The seventh round of negotiations between the union and the Chamber of Commerce regarding this year’s increase in wages and salaries for around 200,000 employees was again broken off without result on Monday evening after seven hours.

The positions of the two parties were recently far apart. Inflation was 9.6 percent in the past twelve months. The unions are demanding an increase of 11.6 percent, and employers have not yet agreed to compensate for the inflation rate. These are the longest negotiations in the last 25 years.

“It’s tough,” was what employers told APA in the late afternoon. Shortly after 8 p.m. there was another negative report about the demolition. “The behavior of the unions is absurd, no one understands that anymore. We would have been prepared to give increases if we had achieved an improvement in the framework,” says Christian Knill, chairman of the Metal Technology Industry Association, showing little understanding for the union. And further: “With their uncompromising approach, the union representatives have maneuvered themselves into a dead end and are stuck there. We will not be impressed by further strikes and demonstrations of power. Our offer stands, we are still willing to negotiate and have suggested further dates.”

“If we don’t come to a result today, the combat measures will be expanded,” said PRO-GE chief negotiator Reinhold Binder in the “Ö1-Morgenjournal” on Monday morning. Collective bargaining negotiations are particularly difficult this year. The unions see themselves as obliged to enter into the negotiations with appropriate demands. Ultimately, high inflation puts a strain on employees. Knill, as an employer representative, pointed out in advance that the industry had slipped into a recession and that inflation could therefore not be fully compensated for.

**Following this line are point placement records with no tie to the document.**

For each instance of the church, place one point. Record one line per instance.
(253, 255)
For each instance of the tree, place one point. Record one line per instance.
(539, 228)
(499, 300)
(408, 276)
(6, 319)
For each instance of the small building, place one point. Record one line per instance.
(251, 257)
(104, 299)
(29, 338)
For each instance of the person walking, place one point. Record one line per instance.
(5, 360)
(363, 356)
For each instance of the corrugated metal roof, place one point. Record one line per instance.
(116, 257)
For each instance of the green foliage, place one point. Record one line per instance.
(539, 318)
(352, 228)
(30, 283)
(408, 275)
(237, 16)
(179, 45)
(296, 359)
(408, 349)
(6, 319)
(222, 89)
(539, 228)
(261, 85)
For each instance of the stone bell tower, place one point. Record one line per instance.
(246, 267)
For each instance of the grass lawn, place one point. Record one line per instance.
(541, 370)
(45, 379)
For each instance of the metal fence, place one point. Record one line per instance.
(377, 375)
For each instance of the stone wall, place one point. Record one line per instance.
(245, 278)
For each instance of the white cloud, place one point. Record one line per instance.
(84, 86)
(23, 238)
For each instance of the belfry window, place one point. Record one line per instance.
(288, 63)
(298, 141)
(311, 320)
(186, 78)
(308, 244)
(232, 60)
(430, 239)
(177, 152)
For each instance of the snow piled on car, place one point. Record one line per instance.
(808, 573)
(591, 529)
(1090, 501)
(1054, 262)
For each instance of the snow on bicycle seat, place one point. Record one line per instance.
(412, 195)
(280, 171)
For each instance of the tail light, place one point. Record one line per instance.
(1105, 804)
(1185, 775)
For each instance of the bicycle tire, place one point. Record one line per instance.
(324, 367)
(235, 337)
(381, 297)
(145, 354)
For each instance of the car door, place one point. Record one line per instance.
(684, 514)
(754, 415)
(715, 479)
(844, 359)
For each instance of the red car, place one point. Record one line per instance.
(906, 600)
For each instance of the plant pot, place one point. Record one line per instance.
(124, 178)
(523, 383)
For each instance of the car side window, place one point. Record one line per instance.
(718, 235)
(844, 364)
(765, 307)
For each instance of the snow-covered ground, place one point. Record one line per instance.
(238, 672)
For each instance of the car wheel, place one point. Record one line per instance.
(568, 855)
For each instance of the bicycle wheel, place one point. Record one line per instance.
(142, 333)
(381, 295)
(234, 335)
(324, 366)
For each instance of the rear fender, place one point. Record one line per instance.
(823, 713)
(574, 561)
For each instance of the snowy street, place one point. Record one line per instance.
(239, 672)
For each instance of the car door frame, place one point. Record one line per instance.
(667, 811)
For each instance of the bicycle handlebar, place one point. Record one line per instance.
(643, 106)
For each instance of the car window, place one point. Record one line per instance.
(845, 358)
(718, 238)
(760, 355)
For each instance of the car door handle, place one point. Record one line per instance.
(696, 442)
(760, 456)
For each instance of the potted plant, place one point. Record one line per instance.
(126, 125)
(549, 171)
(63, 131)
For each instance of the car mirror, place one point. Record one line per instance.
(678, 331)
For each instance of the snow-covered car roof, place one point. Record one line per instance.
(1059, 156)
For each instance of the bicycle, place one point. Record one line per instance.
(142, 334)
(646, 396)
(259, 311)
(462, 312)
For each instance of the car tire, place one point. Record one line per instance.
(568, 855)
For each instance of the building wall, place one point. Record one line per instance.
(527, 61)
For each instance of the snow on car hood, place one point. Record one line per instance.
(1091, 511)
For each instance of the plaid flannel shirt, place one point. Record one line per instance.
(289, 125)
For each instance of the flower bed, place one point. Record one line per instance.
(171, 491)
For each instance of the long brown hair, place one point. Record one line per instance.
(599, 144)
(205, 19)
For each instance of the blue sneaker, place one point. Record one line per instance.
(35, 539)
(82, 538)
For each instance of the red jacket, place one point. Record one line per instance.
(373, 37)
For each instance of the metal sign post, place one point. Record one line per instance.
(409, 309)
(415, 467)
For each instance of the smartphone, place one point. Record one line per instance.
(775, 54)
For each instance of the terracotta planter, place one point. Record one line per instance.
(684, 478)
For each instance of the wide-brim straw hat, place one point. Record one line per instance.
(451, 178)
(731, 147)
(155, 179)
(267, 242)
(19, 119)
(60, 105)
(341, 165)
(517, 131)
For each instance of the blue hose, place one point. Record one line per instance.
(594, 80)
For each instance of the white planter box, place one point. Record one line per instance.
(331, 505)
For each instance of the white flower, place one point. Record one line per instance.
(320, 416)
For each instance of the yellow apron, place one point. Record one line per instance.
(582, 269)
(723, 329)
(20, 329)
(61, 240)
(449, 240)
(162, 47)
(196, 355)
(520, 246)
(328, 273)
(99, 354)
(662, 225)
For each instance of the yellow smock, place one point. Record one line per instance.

According to the unions, the one-day strikes are now being deepened. “These are the longest negotiations in the last 25 years. For more than eight weeks, employers have been refusing fair wage and salary increases that preserve the purchasing power of employees. Now employees are even being asked to pay part of the increase themselves. That is “It’s an impudence. The employees will certainly not get involved in this evil game,” said the two chief negotiators, Binder (PRO-GE) and Karl Dürtscher (GPA).

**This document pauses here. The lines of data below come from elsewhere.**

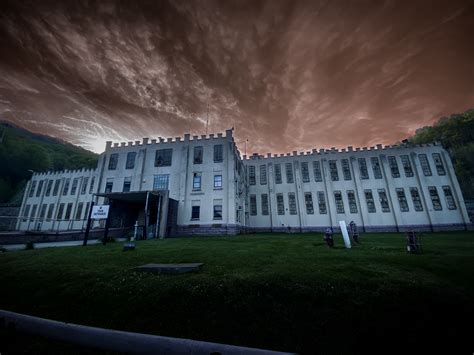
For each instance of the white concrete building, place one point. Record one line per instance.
(201, 185)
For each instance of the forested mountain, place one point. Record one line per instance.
(456, 133)
(22, 150)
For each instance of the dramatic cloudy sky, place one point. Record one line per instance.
(286, 74)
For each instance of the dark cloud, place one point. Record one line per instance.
(287, 75)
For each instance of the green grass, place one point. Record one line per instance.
(275, 291)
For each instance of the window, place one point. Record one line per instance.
(383, 200)
(161, 182)
(435, 198)
(40, 187)
(292, 202)
(109, 184)
(280, 204)
(406, 165)
(333, 170)
(59, 215)
(130, 164)
(50, 212)
(79, 211)
(66, 186)
(32, 189)
(67, 216)
(264, 198)
(252, 175)
(346, 170)
(304, 171)
(439, 164)
(317, 171)
(218, 153)
(84, 185)
(415, 196)
(392, 163)
(253, 205)
(449, 198)
(49, 186)
(263, 174)
(425, 165)
(339, 202)
(163, 157)
(278, 174)
(75, 181)
(196, 181)
(198, 151)
(364, 172)
(369, 198)
(402, 200)
(289, 173)
(308, 200)
(127, 184)
(352, 201)
(91, 188)
(217, 213)
(376, 167)
(113, 160)
(322, 203)
(217, 182)
(195, 212)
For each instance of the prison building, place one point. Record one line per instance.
(201, 185)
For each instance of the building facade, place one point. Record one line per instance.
(382, 188)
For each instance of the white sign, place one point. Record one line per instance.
(345, 235)
(100, 212)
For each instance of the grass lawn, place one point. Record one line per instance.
(275, 291)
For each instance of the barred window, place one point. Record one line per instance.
(376, 167)
(439, 164)
(308, 200)
(252, 175)
(164, 157)
(369, 198)
(198, 155)
(392, 162)
(113, 160)
(425, 164)
(346, 170)
(263, 174)
(278, 179)
(383, 200)
(218, 153)
(415, 196)
(130, 163)
(66, 186)
(449, 198)
(289, 173)
(352, 201)
(339, 202)
(322, 203)
(292, 202)
(402, 200)
(364, 172)
(317, 171)
(304, 171)
(333, 170)
(280, 204)
(406, 165)
(264, 200)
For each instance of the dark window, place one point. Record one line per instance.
(130, 164)
(163, 157)
(218, 153)
(113, 160)
(198, 152)
(392, 162)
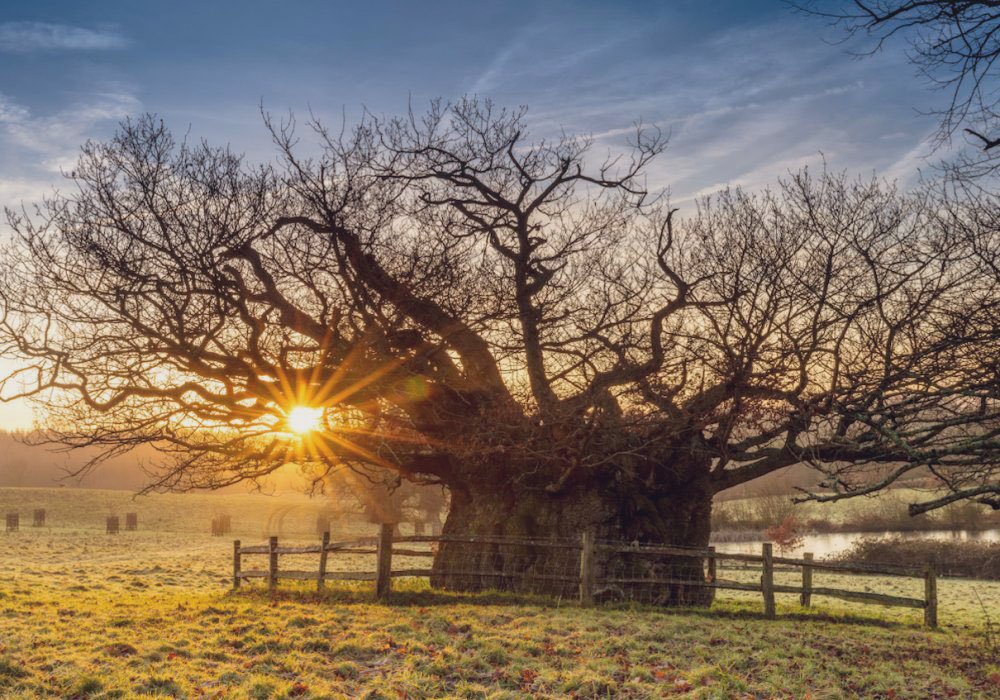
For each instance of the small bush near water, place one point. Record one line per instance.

“It is an unbelievable horror what the employers are offering,” said Binder in the ZiB 2 after. “We will think carefully about how we determine further measures. We will definitely step up our game now.” Specifically, it should be left to the companies to decide how they can extend their strikes. For example, large companies that produce in several shifts could extend the strikes to several shifts. Or the companies that only went on strike for one day last week could now go on strike for two days. The Voest companies are scheduled to go on strike on Tuesday at 2 p.m.